Unsubstantiated numbers used to legitimize Egyptian coup

After overly generous calculations reveal that only 2.9 million people throughout Egypt could have possibly joined the protests against Morsi, the author concludes that unsubstantiated numbers were used to claim legitimacy to oust elected president Morsi and place Egypt under a coup.

Unsubstantiated numbers used to legitimize Egyptian coup

World Bulletin/News Desk

A recent article titled “Mathematics and Egyptians Don't Mix: June 30 Protests Figures” assessing whether the alleged number of millions of anti-Morsi protestors could have actually fit into the claimed areas of Cairo.

The author Shereef Ismail, who himself expresses dissatisfaction with Morsi, explains that he was motivated to do the calculations regarding the maximum number of people who could fit into the said squares after hearing of an unbelievable high number of protestors reaching 17 to 33 million on June 30.

The author acknowledges that his calculations are very generous so as to generate the very largest number of protestors who could have possibly fit into the claimed squares and streets if all had been packed with just protestors, rather than food carts, etc.

The generous calculations yield the results that at most an exaggeratedly high figure of 700,000 protestors could have been on the streets of Cairo, which accounts for 25 percent of the Egyptian population.

By extension, at most 2.9 people could have been protesting the Morsi administration throughout the whole of Egypt.

The author expresses his uneasiness with these calculations as they reveal their grave implications for democracy and freedom in Egypt.

He mourns that the numbers “raise a claim as to how a democratically elected president was removed from office due to protests by what does not even represent 5% of the entire Egyptian population and barely represents 5% of the portion of said population that has a right to vote in Egypt.”

The intentionally overestimated numbers are then used to address the claims to rights and democracy made by the opposition movement against Morsi.

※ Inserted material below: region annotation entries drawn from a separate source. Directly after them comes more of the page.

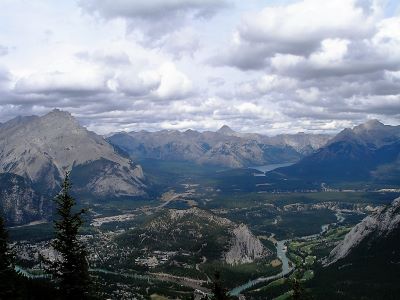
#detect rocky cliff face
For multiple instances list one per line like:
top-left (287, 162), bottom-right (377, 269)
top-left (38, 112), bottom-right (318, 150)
top-left (0, 110), bottom-right (145, 196)
top-left (328, 198), bottom-right (400, 264)
top-left (224, 224), bottom-right (270, 265)
top-left (0, 174), bottom-right (51, 226)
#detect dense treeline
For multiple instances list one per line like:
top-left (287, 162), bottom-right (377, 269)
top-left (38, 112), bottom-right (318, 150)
top-left (0, 173), bottom-right (91, 299)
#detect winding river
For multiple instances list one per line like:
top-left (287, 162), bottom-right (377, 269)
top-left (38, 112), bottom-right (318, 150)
top-left (229, 213), bottom-right (338, 296)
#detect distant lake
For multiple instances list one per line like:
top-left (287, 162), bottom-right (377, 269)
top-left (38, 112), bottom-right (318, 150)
top-left (249, 163), bottom-right (294, 176)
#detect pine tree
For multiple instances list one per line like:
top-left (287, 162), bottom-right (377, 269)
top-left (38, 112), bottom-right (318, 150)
top-left (0, 215), bottom-right (16, 299)
top-left (51, 173), bottom-right (89, 299)
top-left (0, 215), bottom-right (12, 274)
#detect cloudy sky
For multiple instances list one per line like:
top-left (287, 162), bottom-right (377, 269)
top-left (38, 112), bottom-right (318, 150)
top-left (0, 0), bottom-right (400, 134)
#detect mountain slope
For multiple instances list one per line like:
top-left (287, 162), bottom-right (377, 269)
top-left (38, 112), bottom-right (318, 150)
top-left (118, 208), bottom-right (271, 264)
top-left (0, 173), bottom-right (51, 225)
top-left (276, 120), bottom-right (400, 184)
top-left (311, 198), bottom-right (400, 299)
top-left (0, 110), bottom-right (145, 197)
top-left (108, 125), bottom-right (328, 168)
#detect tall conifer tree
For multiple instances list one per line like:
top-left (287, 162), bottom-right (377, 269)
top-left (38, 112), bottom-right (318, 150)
top-left (52, 173), bottom-right (89, 299)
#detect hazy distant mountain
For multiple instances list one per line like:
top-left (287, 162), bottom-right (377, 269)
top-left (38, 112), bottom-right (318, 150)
top-left (108, 125), bottom-right (329, 168)
top-left (0, 110), bottom-right (145, 224)
top-left (314, 198), bottom-right (400, 299)
top-left (275, 120), bottom-right (400, 183)
top-left (0, 173), bottom-right (51, 225)
top-left (117, 207), bottom-right (272, 264)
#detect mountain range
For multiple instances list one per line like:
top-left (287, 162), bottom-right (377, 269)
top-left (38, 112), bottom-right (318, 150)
top-left (0, 109), bottom-right (400, 225)
top-left (108, 125), bottom-right (331, 168)
top-left (273, 120), bottom-right (400, 185)
top-left (0, 110), bottom-right (146, 224)
top-left (313, 198), bottom-right (400, 299)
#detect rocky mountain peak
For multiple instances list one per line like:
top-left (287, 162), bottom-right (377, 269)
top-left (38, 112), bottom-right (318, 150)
top-left (328, 198), bottom-right (400, 264)
top-left (353, 119), bottom-right (386, 132)
top-left (217, 125), bottom-right (236, 135)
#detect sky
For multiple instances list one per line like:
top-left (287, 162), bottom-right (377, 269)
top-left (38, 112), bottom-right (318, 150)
top-left (0, 0), bottom-right (400, 135)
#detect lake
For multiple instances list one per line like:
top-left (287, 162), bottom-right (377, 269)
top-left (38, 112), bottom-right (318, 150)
top-left (249, 163), bottom-right (294, 176)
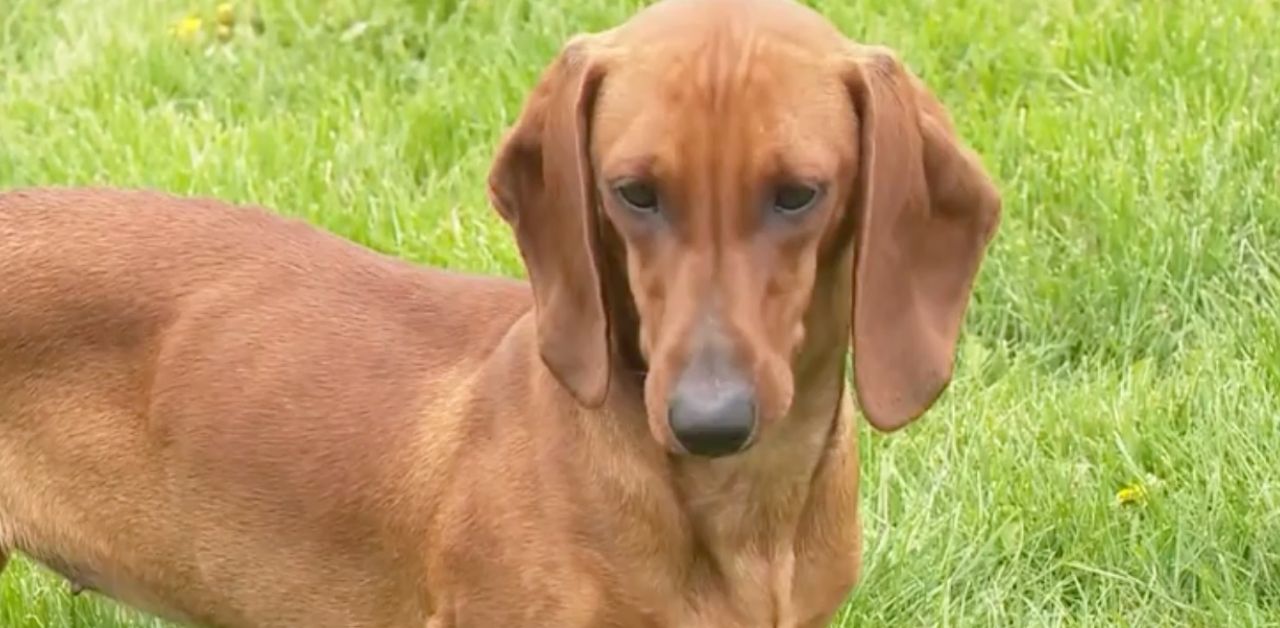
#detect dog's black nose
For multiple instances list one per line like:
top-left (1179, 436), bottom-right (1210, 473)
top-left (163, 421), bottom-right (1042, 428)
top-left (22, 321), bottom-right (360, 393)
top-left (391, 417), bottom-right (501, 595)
top-left (667, 373), bottom-right (755, 457)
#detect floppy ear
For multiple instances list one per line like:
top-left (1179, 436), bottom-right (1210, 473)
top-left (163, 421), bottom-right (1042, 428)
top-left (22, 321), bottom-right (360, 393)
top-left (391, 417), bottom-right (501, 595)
top-left (489, 36), bottom-right (609, 407)
top-left (846, 46), bottom-right (1001, 431)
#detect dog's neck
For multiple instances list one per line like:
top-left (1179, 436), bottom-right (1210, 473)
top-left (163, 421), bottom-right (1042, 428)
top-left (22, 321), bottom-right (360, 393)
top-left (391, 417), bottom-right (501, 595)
top-left (599, 266), bottom-right (856, 613)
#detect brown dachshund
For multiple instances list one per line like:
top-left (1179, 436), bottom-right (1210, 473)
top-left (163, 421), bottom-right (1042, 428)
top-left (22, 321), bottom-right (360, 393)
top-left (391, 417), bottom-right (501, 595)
top-left (0, 0), bottom-right (1001, 628)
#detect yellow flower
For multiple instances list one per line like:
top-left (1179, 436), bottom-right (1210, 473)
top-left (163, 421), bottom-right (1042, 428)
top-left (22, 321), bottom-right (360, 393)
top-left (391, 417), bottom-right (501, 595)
top-left (173, 15), bottom-right (202, 42)
top-left (1116, 483), bottom-right (1147, 505)
top-left (215, 3), bottom-right (236, 28)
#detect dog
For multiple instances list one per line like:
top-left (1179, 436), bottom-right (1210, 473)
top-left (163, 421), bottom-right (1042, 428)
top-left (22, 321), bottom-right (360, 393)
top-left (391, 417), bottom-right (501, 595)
top-left (0, 0), bottom-right (1001, 628)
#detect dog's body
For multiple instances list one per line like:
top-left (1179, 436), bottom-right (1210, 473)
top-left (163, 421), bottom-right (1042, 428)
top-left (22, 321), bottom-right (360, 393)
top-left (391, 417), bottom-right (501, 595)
top-left (0, 189), bottom-right (858, 627)
top-left (0, 0), bottom-right (1000, 628)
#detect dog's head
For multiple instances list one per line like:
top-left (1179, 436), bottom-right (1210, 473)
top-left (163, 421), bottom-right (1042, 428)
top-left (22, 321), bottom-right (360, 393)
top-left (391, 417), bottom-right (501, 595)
top-left (489, 0), bottom-right (1001, 455)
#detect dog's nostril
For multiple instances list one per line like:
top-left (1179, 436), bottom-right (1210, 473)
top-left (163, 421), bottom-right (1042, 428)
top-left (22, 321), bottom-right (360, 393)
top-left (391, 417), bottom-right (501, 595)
top-left (667, 386), bottom-right (755, 457)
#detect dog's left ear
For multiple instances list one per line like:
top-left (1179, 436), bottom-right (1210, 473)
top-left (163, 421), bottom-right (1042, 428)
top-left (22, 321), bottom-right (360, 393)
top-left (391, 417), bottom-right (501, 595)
top-left (489, 35), bottom-right (609, 407)
top-left (844, 46), bottom-right (1001, 431)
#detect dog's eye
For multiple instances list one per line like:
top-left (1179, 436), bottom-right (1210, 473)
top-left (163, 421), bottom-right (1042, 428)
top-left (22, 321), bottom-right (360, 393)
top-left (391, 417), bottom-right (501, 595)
top-left (773, 184), bottom-right (818, 214)
top-left (613, 180), bottom-right (658, 214)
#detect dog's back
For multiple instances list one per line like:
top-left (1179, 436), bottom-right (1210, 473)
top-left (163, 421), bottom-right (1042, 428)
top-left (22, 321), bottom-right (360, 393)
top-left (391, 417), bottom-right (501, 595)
top-left (0, 189), bottom-right (530, 625)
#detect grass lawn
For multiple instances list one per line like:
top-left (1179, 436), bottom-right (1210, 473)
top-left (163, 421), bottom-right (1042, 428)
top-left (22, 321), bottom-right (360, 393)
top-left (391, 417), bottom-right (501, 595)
top-left (0, 0), bottom-right (1280, 628)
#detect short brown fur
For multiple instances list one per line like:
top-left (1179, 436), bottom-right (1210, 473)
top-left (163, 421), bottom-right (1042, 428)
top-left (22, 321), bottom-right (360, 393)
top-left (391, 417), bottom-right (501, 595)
top-left (0, 0), bottom-right (1000, 628)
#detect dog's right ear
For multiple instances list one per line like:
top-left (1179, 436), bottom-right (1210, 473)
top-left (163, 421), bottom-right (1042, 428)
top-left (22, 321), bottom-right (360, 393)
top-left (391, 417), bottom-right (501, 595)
top-left (489, 35), bottom-right (609, 407)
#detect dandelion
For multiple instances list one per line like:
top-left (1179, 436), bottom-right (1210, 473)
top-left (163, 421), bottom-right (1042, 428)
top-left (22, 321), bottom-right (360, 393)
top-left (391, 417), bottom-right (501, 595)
top-left (1116, 483), bottom-right (1147, 505)
top-left (214, 3), bottom-right (236, 31)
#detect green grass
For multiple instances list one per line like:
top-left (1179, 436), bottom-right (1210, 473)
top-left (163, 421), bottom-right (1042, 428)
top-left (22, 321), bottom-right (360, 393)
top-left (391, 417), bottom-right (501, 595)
top-left (0, 0), bottom-right (1280, 628)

The conclusion reached is that “this annuls the claimed legitimacy of the Tamarod (Rebel) movement, takes away their right to speak on behalf of the entirety of the Egyptian population. It also raises a big question mark around the number of the signatures they claim to have obtained.”

The calculations are based off the Ittihadiya Palace area and Tahrir Square where the protests took place, and the assumption that a single person requires a mere area of 0.45 square meters.

The maximum area of the entire region around Tahrir Square is 128,791 SQM, and could have accommodated for at most 286,602 possible protesters if all streets had been full, which was not the case for Sheikh Rehan Street and Mohammad Mahmoud Street.

Likewise the area surrounding Ittihadiya Palace is at most 170,156 SQM and could fit 378,124 protesters, making 700,000 the absolute maximum number that could have filled the streets if they had been crammed with only protestors.

The author asks why the Egyptian media would spread such impossibly exaggerated numbers, and even falsely claim that Google Earth, CNN and BBC were reporting such figures.

He suggests that among any possible answers is the “need to facilitate the "Military Coup" and make us believe it isn't one.” He also attacks their faulty reporting given that they were the same channels which expressed that merely hundreds protested during the January 25 revolution.
Based on the discrepancy between the actually possible figures and the alleged tens of millions, the author presents the following unsettling conclusions:

“The first is using unsubstantiated numbers to claim legitimacy is a flawed argument in and of itself.

“The second fact that stands even clearer is that Egyptians, whether they intended it or not, and whether they admit it or not, are living a Military Coup.”